【連載】「PICK UP 風かおるアルバム」(芸術新潮 2014年6月号)

三上明子&坂戸真美
『風のディアローグ〜フルートとオルガンのためのフランス音楽〜』

フォンテック 2800円(税別)
青柳いづみこ選・文

一聴して、文字どおり耳を洗われる。頭の中をさわやかな風が吹き抜けていく。

フルートは管に息を吹き込んで音を出す。オルガンは加圧した空気を鍵盤で選択したパイプに送って発音する。一見ミスマッチなこのとりあわせには、実は共通点が多いのだ。フルートの三上明子は東京藝術大学大学院、オルガンの坂戸真美は武蔵野音楽大学大学院と学舎は違うが、いずれも作曲家、ピアニスト、オルガニストとして活躍し、日本でも長く教鞭をとったアンリエット・ピュイグ=ロジェの薫陶を受けている。

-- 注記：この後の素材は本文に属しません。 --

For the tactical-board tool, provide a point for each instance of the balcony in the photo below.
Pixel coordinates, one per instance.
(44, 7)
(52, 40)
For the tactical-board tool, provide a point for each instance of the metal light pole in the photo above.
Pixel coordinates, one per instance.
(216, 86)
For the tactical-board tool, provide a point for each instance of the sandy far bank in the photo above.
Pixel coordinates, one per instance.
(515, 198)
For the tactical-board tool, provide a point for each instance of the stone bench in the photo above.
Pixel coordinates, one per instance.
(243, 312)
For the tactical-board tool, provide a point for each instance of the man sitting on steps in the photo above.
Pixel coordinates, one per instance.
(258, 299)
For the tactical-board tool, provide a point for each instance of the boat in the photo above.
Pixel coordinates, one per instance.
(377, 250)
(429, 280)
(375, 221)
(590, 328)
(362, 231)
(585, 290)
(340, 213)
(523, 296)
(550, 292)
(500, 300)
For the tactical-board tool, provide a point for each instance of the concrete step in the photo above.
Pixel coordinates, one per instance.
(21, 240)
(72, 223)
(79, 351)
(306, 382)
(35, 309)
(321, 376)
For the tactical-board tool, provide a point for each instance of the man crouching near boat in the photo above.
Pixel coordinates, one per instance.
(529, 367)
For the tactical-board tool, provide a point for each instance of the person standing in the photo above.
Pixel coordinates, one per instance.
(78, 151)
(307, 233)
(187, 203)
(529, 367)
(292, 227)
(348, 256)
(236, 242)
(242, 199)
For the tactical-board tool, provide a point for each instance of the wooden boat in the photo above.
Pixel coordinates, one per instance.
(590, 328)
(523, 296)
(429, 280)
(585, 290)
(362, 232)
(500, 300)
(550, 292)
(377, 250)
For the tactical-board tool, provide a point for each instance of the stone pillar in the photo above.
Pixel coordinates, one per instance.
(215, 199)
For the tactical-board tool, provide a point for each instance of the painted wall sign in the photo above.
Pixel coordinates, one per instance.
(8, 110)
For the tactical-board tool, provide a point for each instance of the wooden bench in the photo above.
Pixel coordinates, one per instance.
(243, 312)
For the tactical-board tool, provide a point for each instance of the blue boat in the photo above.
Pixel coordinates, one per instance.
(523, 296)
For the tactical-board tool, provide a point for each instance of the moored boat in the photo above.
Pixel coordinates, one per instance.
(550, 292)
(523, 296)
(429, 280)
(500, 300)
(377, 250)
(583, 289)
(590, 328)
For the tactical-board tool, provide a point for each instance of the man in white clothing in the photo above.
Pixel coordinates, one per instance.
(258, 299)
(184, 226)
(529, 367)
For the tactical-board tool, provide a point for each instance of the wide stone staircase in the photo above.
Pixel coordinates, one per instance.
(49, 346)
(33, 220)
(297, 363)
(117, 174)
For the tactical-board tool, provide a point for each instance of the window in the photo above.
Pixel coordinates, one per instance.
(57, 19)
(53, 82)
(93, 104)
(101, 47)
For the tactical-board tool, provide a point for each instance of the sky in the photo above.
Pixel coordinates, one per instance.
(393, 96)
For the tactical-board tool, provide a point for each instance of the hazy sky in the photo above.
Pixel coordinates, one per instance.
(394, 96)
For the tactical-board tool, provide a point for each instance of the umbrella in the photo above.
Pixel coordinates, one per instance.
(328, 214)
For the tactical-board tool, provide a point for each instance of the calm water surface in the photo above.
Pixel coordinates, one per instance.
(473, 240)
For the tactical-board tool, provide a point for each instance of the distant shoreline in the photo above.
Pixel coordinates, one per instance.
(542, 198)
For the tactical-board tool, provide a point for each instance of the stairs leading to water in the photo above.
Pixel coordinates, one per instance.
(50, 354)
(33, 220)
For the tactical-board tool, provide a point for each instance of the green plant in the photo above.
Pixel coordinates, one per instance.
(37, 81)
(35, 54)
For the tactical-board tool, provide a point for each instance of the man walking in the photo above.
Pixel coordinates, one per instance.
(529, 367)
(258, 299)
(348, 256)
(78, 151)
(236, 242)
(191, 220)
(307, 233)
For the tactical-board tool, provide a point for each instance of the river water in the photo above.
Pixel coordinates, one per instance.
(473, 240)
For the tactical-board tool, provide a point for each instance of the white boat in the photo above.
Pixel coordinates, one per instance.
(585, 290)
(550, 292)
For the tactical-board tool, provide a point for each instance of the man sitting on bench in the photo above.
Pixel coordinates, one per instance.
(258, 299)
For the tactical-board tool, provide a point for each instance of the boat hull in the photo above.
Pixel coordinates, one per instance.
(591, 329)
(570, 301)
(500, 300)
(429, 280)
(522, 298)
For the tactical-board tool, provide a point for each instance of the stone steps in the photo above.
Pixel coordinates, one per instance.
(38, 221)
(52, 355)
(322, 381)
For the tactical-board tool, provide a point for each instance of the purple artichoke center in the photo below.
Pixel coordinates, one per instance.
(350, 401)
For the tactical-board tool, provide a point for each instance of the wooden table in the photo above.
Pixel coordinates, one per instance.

このアルバムには、そのピュイグ=ロジェの「ルシヨンの3つのシャンソン」はじめ、フランス近代・現代の作品、わが国の武満徹「エア」もおさめられている。

耳に心地よい作品ばかり。フルートののびやかな音、自在な表現が、それを支えるオルガンの豊かな響きとあいまって、空高く美しいアラベスクを描き出していく。